AA Lit and Crit

Saturday, May 05, 2007

“I plan to teach some version of this course again, though I will definitely change the syllabus substantially in future iterations. Name one or two texts we have read this term that you would recommend I include on future syllabi.”

To our last exam question, I personally wrote down M Butterfly and Dictee, but had also wanted to add The Gangster We Are All Looking For. However, in noticing that the question had specifically asked for only one or two texts, not to forfeit the easiest point on the exam by not following instructions, I left out Thúy’s book. But in the following week, Professor Suh asks us why so many of us wrote down this books, of all the novels we’re read for class. I find the question difficult to respond to articulately, but in feeling apologetic for looking sleepy/bored during the discussion, I thought I’d try and give it a feeble attempt.
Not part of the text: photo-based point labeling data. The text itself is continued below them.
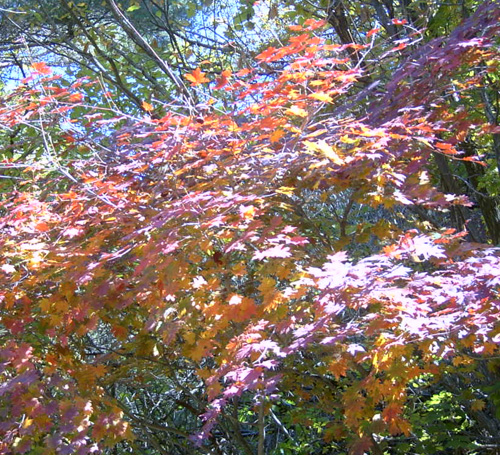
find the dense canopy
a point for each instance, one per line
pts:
(238, 228)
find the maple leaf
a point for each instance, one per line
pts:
(196, 77)
(223, 79)
(278, 251)
(323, 147)
(147, 107)
(41, 68)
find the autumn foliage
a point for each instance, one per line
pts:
(186, 238)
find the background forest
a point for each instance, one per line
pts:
(251, 228)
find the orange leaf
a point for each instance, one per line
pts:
(41, 68)
(223, 79)
(372, 32)
(196, 77)
(147, 107)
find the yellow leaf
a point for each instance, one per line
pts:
(323, 147)
(321, 96)
(299, 112)
(276, 135)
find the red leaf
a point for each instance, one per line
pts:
(196, 77)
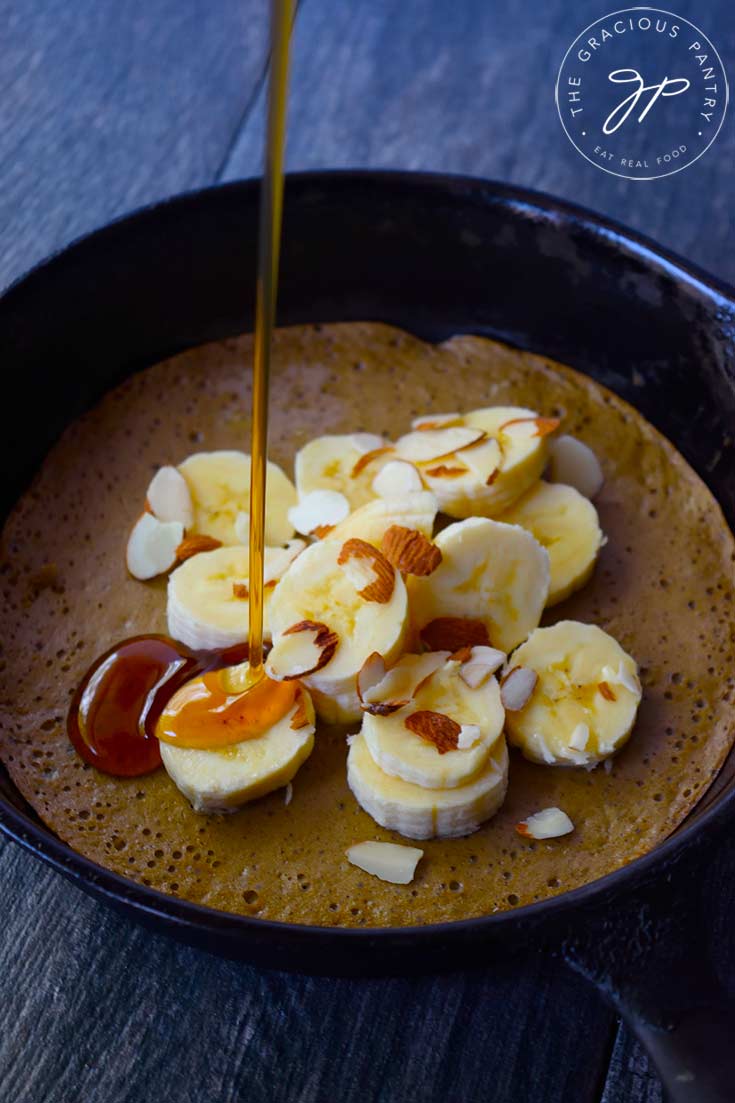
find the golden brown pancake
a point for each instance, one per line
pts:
(663, 587)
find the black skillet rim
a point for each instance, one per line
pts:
(152, 903)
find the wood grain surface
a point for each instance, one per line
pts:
(106, 107)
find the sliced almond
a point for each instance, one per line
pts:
(370, 674)
(573, 462)
(397, 686)
(302, 649)
(368, 458)
(192, 545)
(368, 441)
(409, 550)
(551, 823)
(169, 498)
(426, 445)
(517, 687)
(443, 471)
(152, 546)
(368, 569)
(468, 736)
(483, 460)
(317, 509)
(480, 664)
(397, 477)
(579, 737)
(436, 421)
(391, 861)
(530, 426)
(450, 633)
(435, 728)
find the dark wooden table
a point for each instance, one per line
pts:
(108, 106)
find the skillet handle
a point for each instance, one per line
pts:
(650, 957)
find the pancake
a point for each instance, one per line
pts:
(663, 588)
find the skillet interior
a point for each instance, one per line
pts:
(488, 295)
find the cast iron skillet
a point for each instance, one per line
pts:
(436, 256)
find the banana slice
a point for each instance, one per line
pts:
(220, 488)
(344, 463)
(492, 574)
(224, 780)
(402, 751)
(584, 704)
(208, 595)
(370, 522)
(336, 604)
(416, 812)
(565, 524)
(485, 478)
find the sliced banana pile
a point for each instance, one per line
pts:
(430, 757)
(422, 631)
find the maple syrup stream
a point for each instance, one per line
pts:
(151, 687)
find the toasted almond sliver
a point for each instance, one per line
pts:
(169, 498)
(368, 458)
(397, 477)
(301, 650)
(443, 471)
(409, 550)
(368, 569)
(152, 546)
(481, 663)
(435, 728)
(517, 687)
(573, 462)
(483, 460)
(317, 509)
(398, 685)
(450, 633)
(550, 823)
(436, 421)
(530, 426)
(192, 545)
(391, 861)
(426, 445)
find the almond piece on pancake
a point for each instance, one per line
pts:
(409, 550)
(368, 569)
(550, 823)
(152, 546)
(302, 649)
(517, 687)
(424, 446)
(319, 510)
(397, 477)
(383, 692)
(168, 496)
(391, 861)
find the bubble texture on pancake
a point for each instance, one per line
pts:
(663, 587)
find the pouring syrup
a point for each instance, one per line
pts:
(150, 687)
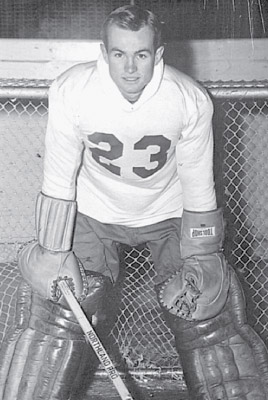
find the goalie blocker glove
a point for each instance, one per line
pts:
(199, 289)
(43, 262)
(222, 357)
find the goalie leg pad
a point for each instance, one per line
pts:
(222, 358)
(45, 356)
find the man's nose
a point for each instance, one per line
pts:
(130, 65)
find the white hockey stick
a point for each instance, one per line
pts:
(95, 341)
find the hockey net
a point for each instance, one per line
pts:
(140, 338)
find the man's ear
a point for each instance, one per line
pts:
(159, 54)
(104, 52)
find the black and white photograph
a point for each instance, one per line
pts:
(134, 200)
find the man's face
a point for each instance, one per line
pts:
(131, 58)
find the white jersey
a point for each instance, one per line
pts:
(129, 164)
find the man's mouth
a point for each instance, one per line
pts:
(131, 79)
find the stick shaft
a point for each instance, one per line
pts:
(95, 342)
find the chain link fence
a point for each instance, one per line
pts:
(140, 337)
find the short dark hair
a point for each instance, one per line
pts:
(131, 17)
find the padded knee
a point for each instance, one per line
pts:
(45, 356)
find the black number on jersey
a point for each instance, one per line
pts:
(115, 151)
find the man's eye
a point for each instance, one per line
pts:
(142, 56)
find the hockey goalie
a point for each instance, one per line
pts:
(129, 159)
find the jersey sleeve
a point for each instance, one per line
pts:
(194, 154)
(63, 147)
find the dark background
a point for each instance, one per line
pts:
(182, 19)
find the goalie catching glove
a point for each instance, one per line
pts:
(44, 262)
(200, 289)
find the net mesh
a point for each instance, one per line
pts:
(140, 337)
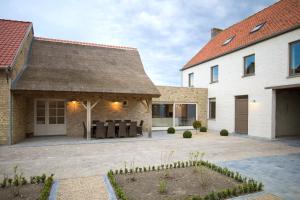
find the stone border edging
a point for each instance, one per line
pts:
(53, 190)
(110, 190)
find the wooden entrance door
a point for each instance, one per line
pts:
(241, 114)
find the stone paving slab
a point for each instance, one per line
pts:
(88, 188)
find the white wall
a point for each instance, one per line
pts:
(271, 69)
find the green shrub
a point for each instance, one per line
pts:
(187, 134)
(203, 129)
(197, 125)
(171, 130)
(224, 132)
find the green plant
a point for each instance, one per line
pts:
(197, 125)
(171, 130)
(187, 134)
(162, 186)
(47, 187)
(203, 129)
(224, 132)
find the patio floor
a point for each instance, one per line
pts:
(76, 157)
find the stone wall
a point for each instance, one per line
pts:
(185, 95)
(5, 93)
(4, 108)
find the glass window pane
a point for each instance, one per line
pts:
(60, 120)
(295, 58)
(52, 120)
(185, 114)
(52, 112)
(52, 104)
(215, 73)
(249, 67)
(212, 108)
(40, 120)
(40, 112)
(41, 104)
(162, 115)
(61, 112)
(191, 80)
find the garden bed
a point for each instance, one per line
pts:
(22, 192)
(181, 180)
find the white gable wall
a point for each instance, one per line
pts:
(271, 69)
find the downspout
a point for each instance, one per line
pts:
(8, 71)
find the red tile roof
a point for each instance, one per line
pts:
(11, 36)
(280, 17)
(83, 43)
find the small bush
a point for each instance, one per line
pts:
(203, 129)
(224, 132)
(197, 125)
(171, 130)
(187, 134)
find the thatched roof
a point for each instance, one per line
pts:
(79, 67)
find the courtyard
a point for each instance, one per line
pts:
(273, 162)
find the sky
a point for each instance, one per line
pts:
(167, 33)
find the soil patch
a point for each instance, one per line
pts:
(180, 183)
(25, 192)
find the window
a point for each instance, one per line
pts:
(191, 80)
(214, 74)
(162, 115)
(228, 40)
(212, 108)
(257, 27)
(249, 65)
(185, 114)
(294, 58)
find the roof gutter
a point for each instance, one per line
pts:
(244, 46)
(9, 70)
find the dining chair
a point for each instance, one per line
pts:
(133, 129)
(100, 130)
(111, 130)
(122, 129)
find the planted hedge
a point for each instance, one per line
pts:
(246, 185)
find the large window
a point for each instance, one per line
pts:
(185, 114)
(249, 65)
(212, 108)
(191, 80)
(295, 58)
(162, 114)
(214, 74)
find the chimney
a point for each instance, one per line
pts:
(215, 31)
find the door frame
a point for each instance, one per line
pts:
(47, 114)
(235, 114)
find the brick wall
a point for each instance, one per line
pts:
(185, 95)
(4, 112)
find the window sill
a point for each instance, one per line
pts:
(247, 75)
(293, 76)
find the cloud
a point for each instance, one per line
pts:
(166, 32)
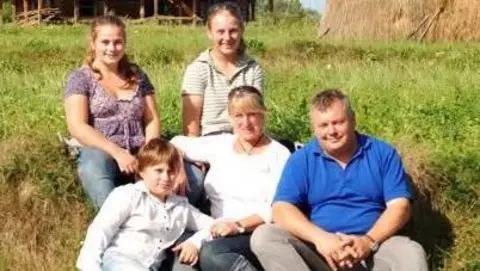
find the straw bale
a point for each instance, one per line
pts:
(402, 19)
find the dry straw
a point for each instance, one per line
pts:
(430, 20)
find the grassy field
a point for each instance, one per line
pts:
(421, 97)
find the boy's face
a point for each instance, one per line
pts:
(159, 179)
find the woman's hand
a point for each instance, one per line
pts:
(188, 253)
(126, 162)
(223, 229)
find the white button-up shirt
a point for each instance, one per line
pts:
(137, 224)
(238, 185)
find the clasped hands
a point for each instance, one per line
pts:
(342, 250)
(223, 229)
(188, 253)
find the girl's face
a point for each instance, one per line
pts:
(109, 45)
(247, 125)
(225, 32)
(159, 179)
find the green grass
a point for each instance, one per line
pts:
(421, 97)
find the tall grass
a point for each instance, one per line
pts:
(421, 97)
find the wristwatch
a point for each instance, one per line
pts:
(240, 228)
(374, 245)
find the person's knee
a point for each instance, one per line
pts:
(416, 252)
(210, 256)
(94, 162)
(411, 253)
(262, 238)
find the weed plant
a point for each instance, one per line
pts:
(421, 97)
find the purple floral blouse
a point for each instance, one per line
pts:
(120, 121)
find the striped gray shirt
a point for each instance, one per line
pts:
(202, 78)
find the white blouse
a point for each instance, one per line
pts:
(137, 224)
(238, 185)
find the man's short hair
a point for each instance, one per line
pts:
(324, 98)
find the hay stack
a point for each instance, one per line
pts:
(402, 19)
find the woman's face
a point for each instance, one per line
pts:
(109, 45)
(225, 32)
(247, 125)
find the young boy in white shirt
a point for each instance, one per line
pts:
(139, 222)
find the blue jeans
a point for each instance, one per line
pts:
(99, 174)
(229, 254)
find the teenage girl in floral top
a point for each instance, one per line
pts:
(110, 109)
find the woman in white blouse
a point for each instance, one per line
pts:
(244, 171)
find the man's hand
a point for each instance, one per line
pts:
(336, 251)
(188, 253)
(223, 228)
(361, 245)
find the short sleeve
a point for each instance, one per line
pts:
(395, 180)
(194, 79)
(292, 187)
(258, 78)
(78, 82)
(145, 85)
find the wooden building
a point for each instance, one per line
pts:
(189, 10)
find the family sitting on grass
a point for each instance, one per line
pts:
(339, 203)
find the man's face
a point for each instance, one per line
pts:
(334, 128)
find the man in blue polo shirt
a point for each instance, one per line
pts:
(340, 202)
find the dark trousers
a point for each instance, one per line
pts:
(229, 254)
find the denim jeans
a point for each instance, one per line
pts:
(99, 174)
(229, 254)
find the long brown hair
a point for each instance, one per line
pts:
(234, 10)
(127, 69)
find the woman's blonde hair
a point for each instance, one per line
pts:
(247, 99)
(127, 69)
(234, 10)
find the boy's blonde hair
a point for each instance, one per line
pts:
(158, 151)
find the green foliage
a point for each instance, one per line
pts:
(7, 11)
(424, 94)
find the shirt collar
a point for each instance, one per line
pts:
(363, 143)
(243, 61)
(171, 201)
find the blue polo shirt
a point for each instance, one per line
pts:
(346, 200)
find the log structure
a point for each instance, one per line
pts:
(79, 10)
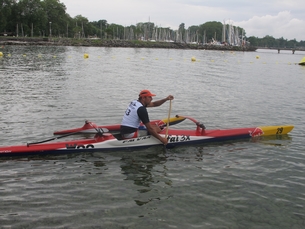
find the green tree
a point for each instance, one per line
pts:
(6, 8)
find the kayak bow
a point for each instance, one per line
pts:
(107, 141)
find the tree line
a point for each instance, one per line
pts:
(48, 18)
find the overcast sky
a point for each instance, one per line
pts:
(277, 18)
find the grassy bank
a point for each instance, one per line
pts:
(116, 43)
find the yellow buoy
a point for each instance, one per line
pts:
(302, 62)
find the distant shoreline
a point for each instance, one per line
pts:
(117, 43)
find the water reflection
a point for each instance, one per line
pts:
(145, 169)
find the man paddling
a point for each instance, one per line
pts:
(136, 112)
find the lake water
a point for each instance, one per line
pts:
(242, 184)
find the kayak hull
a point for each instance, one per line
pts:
(107, 141)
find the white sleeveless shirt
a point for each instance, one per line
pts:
(131, 117)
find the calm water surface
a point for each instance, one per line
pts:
(244, 184)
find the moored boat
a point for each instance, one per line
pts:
(104, 140)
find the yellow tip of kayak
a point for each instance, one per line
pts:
(275, 130)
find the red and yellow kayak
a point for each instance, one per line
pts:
(105, 140)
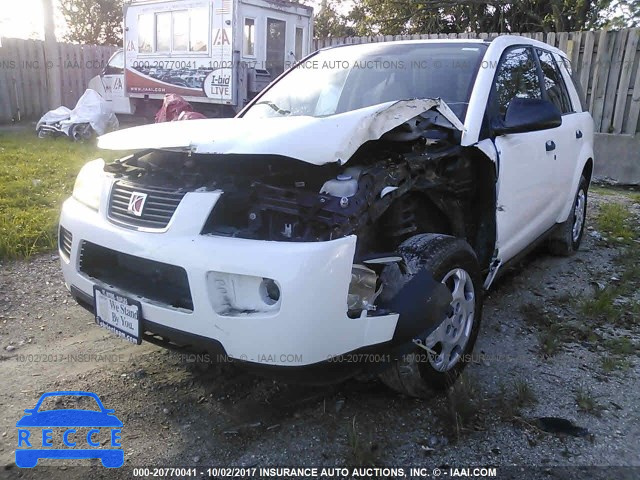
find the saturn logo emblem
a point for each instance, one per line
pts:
(136, 203)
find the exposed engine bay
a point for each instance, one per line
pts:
(416, 178)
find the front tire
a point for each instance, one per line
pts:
(565, 241)
(452, 261)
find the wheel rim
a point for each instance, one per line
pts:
(578, 215)
(449, 340)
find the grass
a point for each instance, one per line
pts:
(614, 220)
(587, 403)
(36, 175)
(620, 346)
(611, 364)
(514, 397)
(601, 305)
(362, 452)
(465, 406)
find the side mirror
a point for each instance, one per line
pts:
(528, 115)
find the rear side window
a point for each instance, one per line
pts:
(517, 76)
(554, 86)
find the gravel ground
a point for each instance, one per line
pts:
(181, 412)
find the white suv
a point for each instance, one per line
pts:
(347, 220)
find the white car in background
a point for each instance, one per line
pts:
(347, 220)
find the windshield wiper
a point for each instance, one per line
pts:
(275, 107)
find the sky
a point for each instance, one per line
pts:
(24, 19)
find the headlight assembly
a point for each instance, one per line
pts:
(88, 186)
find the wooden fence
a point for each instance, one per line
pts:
(606, 63)
(25, 72)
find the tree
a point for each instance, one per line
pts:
(97, 22)
(396, 17)
(329, 23)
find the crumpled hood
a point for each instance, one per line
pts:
(315, 140)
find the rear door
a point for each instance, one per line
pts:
(571, 136)
(527, 201)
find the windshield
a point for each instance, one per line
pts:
(342, 79)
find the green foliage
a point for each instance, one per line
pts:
(36, 175)
(614, 220)
(401, 17)
(95, 22)
(329, 23)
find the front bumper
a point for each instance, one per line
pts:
(311, 324)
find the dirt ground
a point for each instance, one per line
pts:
(178, 411)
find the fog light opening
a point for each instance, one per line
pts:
(269, 291)
(362, 291)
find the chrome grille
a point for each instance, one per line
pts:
(64, 241)
(159, 206)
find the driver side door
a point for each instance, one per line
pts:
(526, 204)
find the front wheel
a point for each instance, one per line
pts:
(441, 356)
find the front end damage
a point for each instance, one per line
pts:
(284, 255)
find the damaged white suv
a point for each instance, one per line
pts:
(347, 220)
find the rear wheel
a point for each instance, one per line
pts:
(445, 352)
(566, 239)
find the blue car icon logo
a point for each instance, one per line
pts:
(63, 424)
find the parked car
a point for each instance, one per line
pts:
(348, 220)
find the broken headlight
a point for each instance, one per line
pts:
(87, 189)
(362, 290)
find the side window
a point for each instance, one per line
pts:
(517, 76)
(298, 45)
(115, 65)
(249, 42)
(554, 86)
(163, 32)
(145, 33)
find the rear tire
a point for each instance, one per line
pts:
(566, 239)
(452, 261)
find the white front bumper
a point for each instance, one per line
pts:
(312, 323)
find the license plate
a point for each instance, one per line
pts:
(118, 314)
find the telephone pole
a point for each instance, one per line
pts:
(51, 57)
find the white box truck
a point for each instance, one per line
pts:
(216, 54)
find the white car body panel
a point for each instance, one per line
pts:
(315, 274)
(535, 189)
(316, 140)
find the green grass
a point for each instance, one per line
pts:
(588, 403)
(612, 363)
(36, 175)
(362, 450)
(614, 220)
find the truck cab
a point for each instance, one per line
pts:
(217, 54)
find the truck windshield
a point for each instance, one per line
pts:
(342, 79)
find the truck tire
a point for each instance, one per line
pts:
(566, 239)
(452, 261)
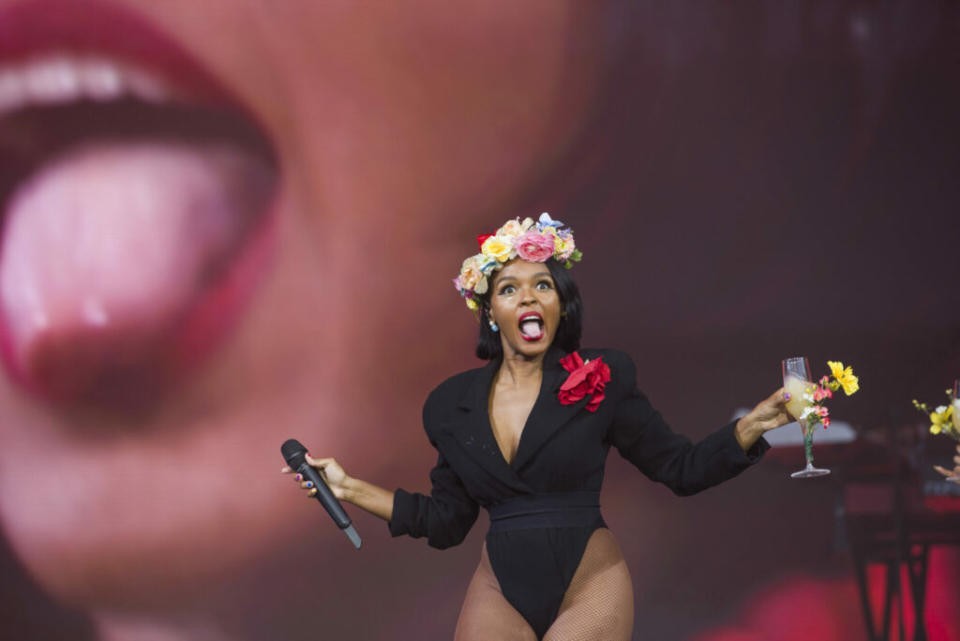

As Sam has mentioned, the authors we have read reflect the wide spectrum of Asia/Asian America(?): east Asian, south Asian, southeast Asian, Philippina, hapa, and in some spoken word, Palestinian. However, in the realm of Asian American literature, I feel as though east Asians/east Asian Americans are the most common and have the most prominent voices, therefore I found it extremely refreshing to be reading from the south Asian, southeast Asian, etc…perspectives of Asian America. And to add to that, I want to say that I appreciated the more-or-less straightforward writing styles exhibited by Ozeki and the spoken word artists, and the use of format distortion in Hagedorn’s Dogeaters to display a historical construct formed by the stories of many characters. However, I was more artistly touched by the deliberate placement of holes in content and the utilization of the telling nature of silence, which I felt marked Yamamoto’s and Thúy’s writing.

King-Kok Cheung describes it well:

“Feminist critics tend to see indirection in women writers as primarily a means to avert the masculine gaze…Yet I differ with those critics who view verbal restraint as necessarily a handicap stemming from social restrictions. I view it more as a versatile strategy in its own right. While [this] style may reflect special external constraint at the time of writing,…stories are the more compelling for being tacit and indirect” (Cheung 33).